陈锋的扩军计划,在第二天一早就轰轰烈烈地展开了。
太阳刚刚越过东边的山头,云台镇最显眼的告示栏上,就被一张巨大的红纸所占据。
红纸黑字,笔锋凌厉,每一个字都透着一股不容置疑的力量。
凡入伍者,管饱饭,发新军装,每月两块大洋军饷!
告示一出,整个云台镇都起了些微的骚动。三三两两的镇民围在远处,伸长了脖子,对着那张红纸指指点点,窃窃私语。
管饱饭?还是顿顿有肉的那种?
发全新的军装?
每个月还有两块大洋拿?
这条件,简直是从天上掉下来的馅饼。别说是在阎老西的晋绥军里,就算是南京那位蒋委员长的中央军嫡系,也找不出这么阔绰的待遇。
然而,现实很快就给了满怀信心的陈锋一盆冰冷的凉水。
整整三天过去了。
设在镇口的招兵处,桌椅板凳上都落了一层薄薄的浮灰。
除了几只瘦骨嶙峋的流浪狗偶尔在桌子腿下嗅来嗅去,再没有一个青壮年敢靠近半步。
第一天,弟兄们还兴致高昂,以为百姓们只是在观望。
第二天,弟兄们开始焦躁,扯着嗓子吆喝,却只换来更快的躲闪。
到了第三天,只剩下死一般的沉寂。
夕阳将最后一点余晖洒在凋敝的街道上,把人的影子拉得老长。
王虎带着几个士兵,一个个垂头丧气,像是打了败仗的公鸡,回到了团部。
“砰!”
他一把将头上的军帽狠狠摔在桌子上,灰尘四起。
“他娘的!这帮老百姓是不是傻?”
王虎胸膛剧烈起伏,抓起桌上冰凉的搪瓷水壶,仰头就往嘴里猛灌,水顺着他的嘴角流下,打湿了粗布军装的领口。
“营长,我是真没招了!”
他抹了一把嘴,声音里全是压不住的火气。
“我和弟兄们跑遍了周围十几个村子,嘴皮子都快磨破了。好家伙,那帮老乡一听咱们是‘晋绥军’招兵,那反应,跟见了索命的阎王爷似的!”
他越说越气,一拳砸在桌面上。
“有的二话不说,直接关门放狗,那狗比他娘的鬼子还凶!还有的,拖家带口跪在地上,磕头如捣蒜,哭着求我们别拉壮丁,说家里就剩这一个独苗了!”

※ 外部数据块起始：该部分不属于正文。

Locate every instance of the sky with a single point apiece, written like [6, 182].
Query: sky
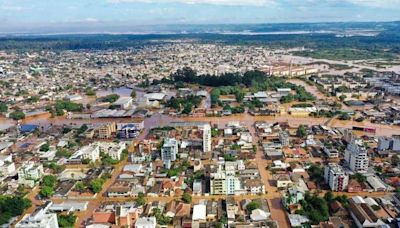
[103, 15]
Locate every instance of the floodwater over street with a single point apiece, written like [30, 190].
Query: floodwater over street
[246, 119]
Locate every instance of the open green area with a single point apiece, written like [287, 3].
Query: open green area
[345, 54]
[238, 84]
[184, 104]
[11, 206]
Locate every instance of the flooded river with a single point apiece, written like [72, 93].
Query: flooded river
[246, 119]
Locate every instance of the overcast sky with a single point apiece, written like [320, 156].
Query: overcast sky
[30, 15]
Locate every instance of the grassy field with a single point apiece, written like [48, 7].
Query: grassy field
[345, 54]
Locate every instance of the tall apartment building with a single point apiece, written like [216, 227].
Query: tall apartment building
[39, 219]
[284, 138]
[218, 182]
[30, 173]
[336, 178]
[224, 182]
[389, 143]
[206, 128]
[107, 130]
[169, 151]
[356, 156]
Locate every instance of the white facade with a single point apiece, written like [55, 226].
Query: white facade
[114, 150]
[146, 222]
[39, 219]
[336, 178]
[224, 182]
[91, 152]
[7, 166]
[356, 157]
[30, 173]
[169, 151]
[206, 137]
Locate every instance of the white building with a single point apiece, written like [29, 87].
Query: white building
[356, 156]
[90, 152]
[336, 178]
[384, 143]
[224, 182]
[199, 212]
[114, 150]
[284, 138]
[7, 166]
[146, 222]
[30, 173]
[169, 151]
[206, 128]
[39, 219]
[124, 103]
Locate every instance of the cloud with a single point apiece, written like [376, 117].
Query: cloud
[377, 3]
[209, 2]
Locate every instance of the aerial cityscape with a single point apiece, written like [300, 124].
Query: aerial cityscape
[200, 114]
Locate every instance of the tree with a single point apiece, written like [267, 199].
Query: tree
[133, 94]
[301, 131]
[344, 116]
[96, 185]
[17, 115]
[11, 206]
[140, 200]
[187, 108]
[79, 186]
[90, 92]
[45, 147]
[187, 198]
[253, 205]
[395, 160]
[329, 196]
[66, 220]
[359, 177]
[3, 107]
[46, 191]
[49, 181]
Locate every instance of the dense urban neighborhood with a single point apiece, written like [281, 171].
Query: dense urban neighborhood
[183, 133]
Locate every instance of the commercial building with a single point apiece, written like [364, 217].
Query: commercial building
[30, 173]
[146, 222]
[284, 138]
[39, 219]
[336, 178]
[90, 152]
[356, 156]
[386, 143]
[224, 182]
[169, 151]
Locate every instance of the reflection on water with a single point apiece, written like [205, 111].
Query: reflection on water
[246, 119]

一连长也是满脸的愤懑和不解,他一屁股坐在长凳上,发出“嘎吱”一声呻ang。
“三天了!营长,整整三天!咱们就招到了十几个从外地逃难过来的难民。你瞅瞅那都是些什么人?要么是瘸了腿的,要么是饿得只剩一把骨头、风一吹就倒的老头子!他们哪是来当兵的,纯粹是想找个地方混口饱饭等死!”
他想不通,重重地叹了口气。
“咱们给这么好的条件,牛肉白面管够,还发大洋,他们咋就不信呢?”
房间里的气氛压抑得让人喘不过气。
陈锋端坐在一张从地主家搬来的太师椅上,手里正不紧不慢地擦拭着一把勃朗宁手枪。
他拆下弹匣,退出枪膛里那颗黄澄澄的子弹,用一块干净的棉布,仔细擦拭着枪身的每一寸冰冷的钢铁。
他的神色很平静,平静得与周围的焦躁格格不入。
这一切,他早就预料到了。
“王虎,别怪百姓。”
陈锋的声音淡淡的,每一个字都清晰地落进众人的耳朵里。金属零件碰撞的清脆声响,成了唯一的伴奏。
“你想想,以前的晋绥军是怎么干的?”
他抬起眼皮,目光扫过王虎那张涨红的脸。
“钱伯钧那种人,在的时候,除了搜刮民脂民膏,就是带着人下乡强拉壮丁。拉走的人,有几个能活着回来的?就算战死了,抚恤金也早就被一层层的当官的给贪了。尸骨无存,家里人连个念想都没有。”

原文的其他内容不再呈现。